Il est également intéressant de noter, parmi les exceptions, ce que certains auteurs ont relevé dans le domaine de la phonologie, concernant les capacités de l’enfant et de l’adulte. H. Vanthier (2009), citant D. Goanac’h (2006), remarque que de meilleures capacités de reproduction des sons ont été relevées chez l’adulte, « étant donné que certaines difficultés rencontrées chez les jeunes enfants peuvent en outre relever de difficultés articulatoires et/ou attentionnelles inhérentes à leur niveau de développement et à leur capacité de concentration. On retrouve d’ailleurs ces difficultés aussi bien en langue maternelle qu’en langue étrangère. » (2009 : 40). Pour A. Pinter (2011), si l’on ne peut pas nier l’avantage dont disposent les enfants pour parvenir à un accent presque natif et à une prononciation authentique, il faudrait signaler que de nombreuses recherches ont montré que des apprenants plus âgés, même adultes, sont capables de maîtriser un accent et une prononciation presque natifs, s’ils sont motivés et bénéficient d’un enseignement formel. A. Pinter (2011) cite l’exemple des études menées aux Pays-Bas par T. Bongaerts et ses collègues.

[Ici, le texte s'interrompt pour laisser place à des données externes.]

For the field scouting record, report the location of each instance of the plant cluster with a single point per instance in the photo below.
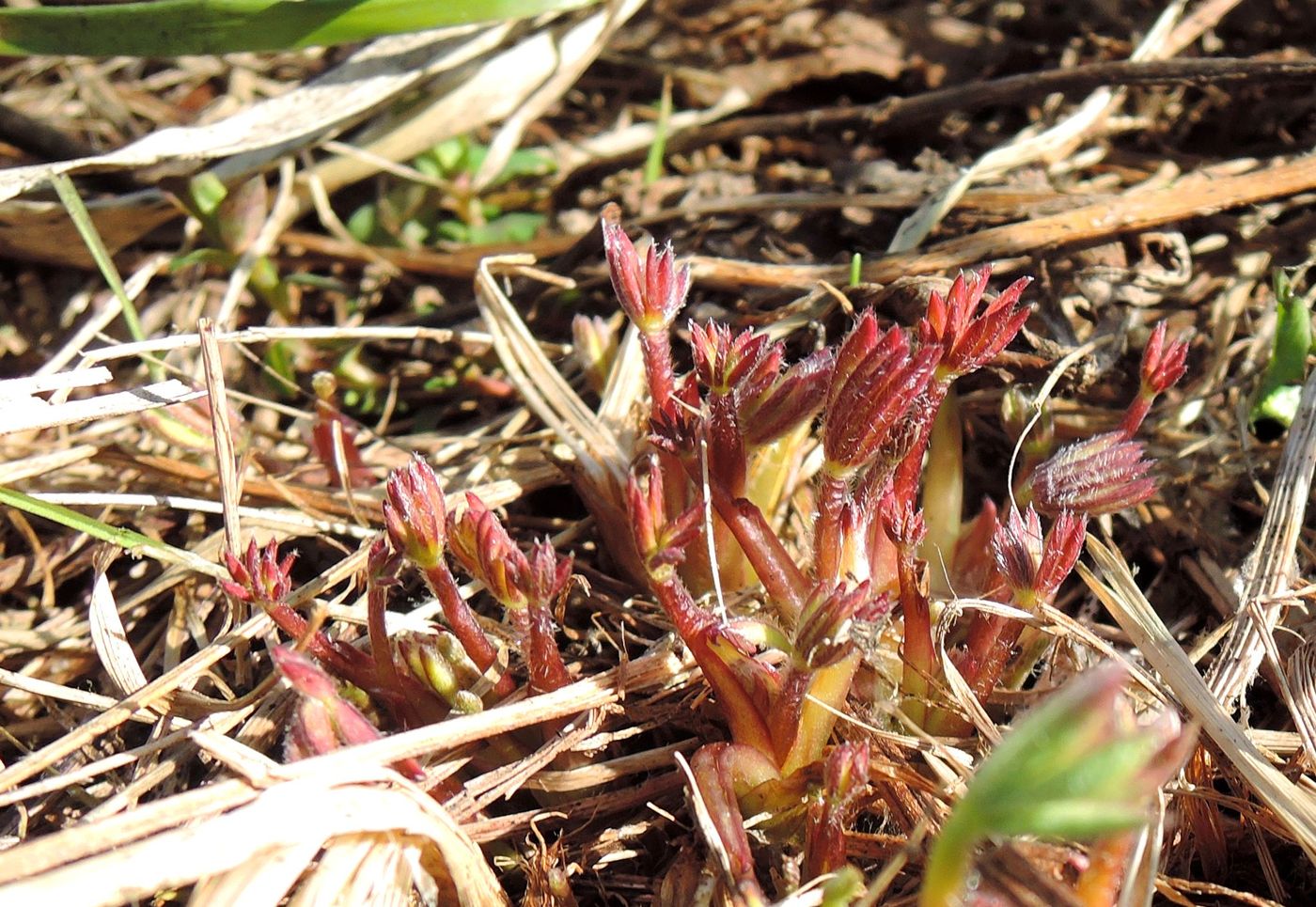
(832, 489)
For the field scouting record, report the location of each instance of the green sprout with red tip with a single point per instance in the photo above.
(885, 499)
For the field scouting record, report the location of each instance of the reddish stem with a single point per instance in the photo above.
(737, 705)
(385, 667)
(462, 621)
(785, 582)
(918, 653)
(662, 382)
(833, 493)
(910, 469)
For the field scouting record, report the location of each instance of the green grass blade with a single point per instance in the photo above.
(101, 255)
(132, 541)
(174, 28)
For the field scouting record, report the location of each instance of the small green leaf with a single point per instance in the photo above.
(1280, 386)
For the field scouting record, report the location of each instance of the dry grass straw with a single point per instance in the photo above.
(196, 799)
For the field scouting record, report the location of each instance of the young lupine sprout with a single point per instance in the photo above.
(650, 294)
(1102, 474)
(594, 344)
(415, 512)
(333, 440)
(730, 430)
(1079, 766)
(1162, 367)
(324, 720)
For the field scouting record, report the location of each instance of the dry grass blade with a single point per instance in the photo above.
(1292, 805)
(35, 414)
(289, 815)
(1053, 144)
(1272, 568)
(107, 633)
(543, 390)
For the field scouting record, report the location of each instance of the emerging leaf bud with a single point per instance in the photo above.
(970, 341)
(594, 344)
(824, 633)
(479, 541)
(845, 774)
(259, 575)
(875, 382)
(1035, 566)
(324, 720)
(650, 292)
(1162, 367)
(661, 544)
(438, 661)
(415, 513)
(1102, 474)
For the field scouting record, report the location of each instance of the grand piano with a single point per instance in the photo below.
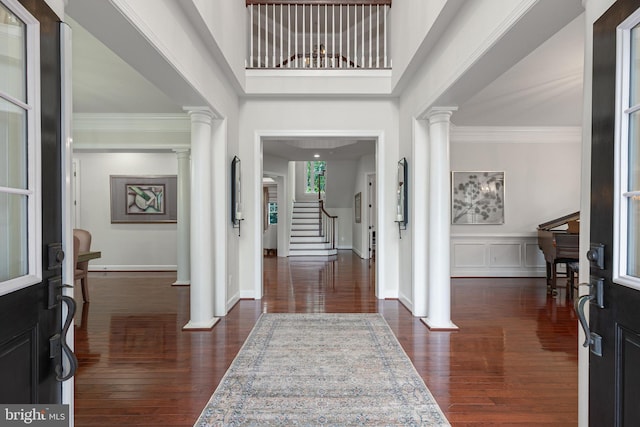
(559, 246)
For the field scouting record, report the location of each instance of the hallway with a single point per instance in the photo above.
(514, 359)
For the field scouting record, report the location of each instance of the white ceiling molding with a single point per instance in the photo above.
(162, 123)
(516, 134)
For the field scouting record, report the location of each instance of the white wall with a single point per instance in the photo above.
(123, 246)
(542, 178)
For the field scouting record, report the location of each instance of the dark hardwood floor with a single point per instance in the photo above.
(513, 361)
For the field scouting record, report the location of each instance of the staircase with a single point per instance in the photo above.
(306, 237)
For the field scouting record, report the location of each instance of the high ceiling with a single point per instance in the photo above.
(543, 89)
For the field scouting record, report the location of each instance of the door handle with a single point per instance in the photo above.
(66, 351)
(592, 340)
(578, 306)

Ces études portaient sur des apprenants adultes qui avaient commencé à apprendre l’anglais à l’âge de 12 ans, à raison de deux heures par semaine, dans des cours assurés par des enseignants non-natifs. Ils avaient continué à apprendre l’anglais à l’université (où ils avaient bénéficié d’un enseignement formel de la prononciation et de la phonologie) et après leurs études, ils avaient passé un an en Grande-Bretagne. Les résultats des tests réalisés dans le cadre de ces études ont été surprenants : certains apprenants avancés avaient atteint le niveau linguistique d’un locuteur natif. Citant Bongaerts (1999), A. Pinter (2011) évoque trois raisons qui pourraient expliquer cette réussite : « Firstly, it is of vital importance to them that they should sound native ; secondly, they have continued access to massive amounts of authentic input ; and thirdly, they had focussed training in phonetics, targeting the differences between their L1 and L2 systems » (2011 : 59).

« Premièrement, il est indispensable pour eux de parler comme des natifs ; deuxièmement, ils ont un accès permanent à des quantités énormes d’input

authentique ; et troisièmement, ils ont reçu un entraînement axé sur la phonétique, ciblant les différences entre le système de leur L1 et celui de la L2. »

C. Muñoz (2009) signale que dans les situations d’enseignement des langues étrangères, l’input en L2 est limité non seulement en termes de quantité et d’intensité, mais il peut aussi être limité en termes de qualité. Elle précise que l’input peut être de qualité insuffisante du point de vue phonologique si les apprenants reçoivent de leurs enseignants un input caractérisé par un accent étranger et elle postule, citant Flege (1991), qu’en dépit d’un âge précoce de début de l’apprentissage d’une L2, les apprenants ne seront pas capables de percevoir et de produire correctement les sons de la L2 s’ils ont reçu de l’input caractérisé par un accent étranger.

V. Murphy (2010) cite García Lecumberri et Gallardo (2003), qui ont examiné la relation entre l’âge dans l’apprentissage de l’anglais langue étrangère et la prononciation en anglais, chez des enfants bilingues (basque/espagnol) qui avaient commencé leur apprentissage à différents âges. Les chercheurs soutiennent que l’âge auquel un apprenant commence son apprentissage de l’anglais langue étrangère ne constitue pas un élément facilitateur pour l’acquisition des sons de la langue étrangère. D’après V. Murphy (2010), cette conclusion est particulièrement intéressante étant donné que de nombreuses recherches ont suggéré que si la période critique existe, c’est pour la phonologie.